|"Why is using the DNS of the ISP incorrect? I've done it and it worked."|
If you are working with AD and workstations as part of the domain. the workstation dns entries point to the ms dns server. It is the only way you can have local dns name resolution for the workstations to find the servers or the servers find the workstations.
The ISP dns servers will never know this information.
Local workstations will work AFTER name resolution tries everything and then reverts to broadcasts [wherre are you AD server?]. You don't want your name resolution reverting to broadcasts as this causes delays and saturates the bandwidth.
unityjon putting the isp's dns entry as secondary is not uncommon but is only consulted if the primary dns server is down. As you experienced AD doesn't work then.
By design MS wants two AD/DNS servers.

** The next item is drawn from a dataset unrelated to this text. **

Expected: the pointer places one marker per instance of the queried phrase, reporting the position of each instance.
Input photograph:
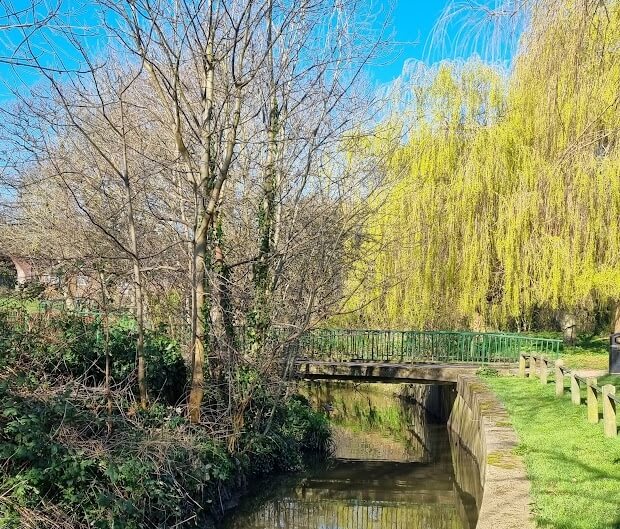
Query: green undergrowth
(573, 468)
(68, 462)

This way if one box goes down you still have AD and you still have dns.
MS dns forwarders tab is used to forward name resolutions the ms dns server doesn't know about. These point to the isps dns server.
I would trade your 5-6 adsl lines for one mega pipe. You have got to be paying $2-300 a month for that setup.
It does not gain you anything. You are just allocating bandwidth at a physical level instead of the industry standard way of using caching/bandwidth control servers. You get none of the benefits of fault tolerance/failover, bandwidth shaping or monitoring with your setup.
You appear to be raw on the internet.
You should have internet<> router firewall<>webserver<>router/firewall<> your servers/workstations.
Instead you have 6 hacker unprotected paths to your entire network.
You really need to understand AD and its design. "server suddenly had an issue" sounds more like a misconfiguration than a server failure.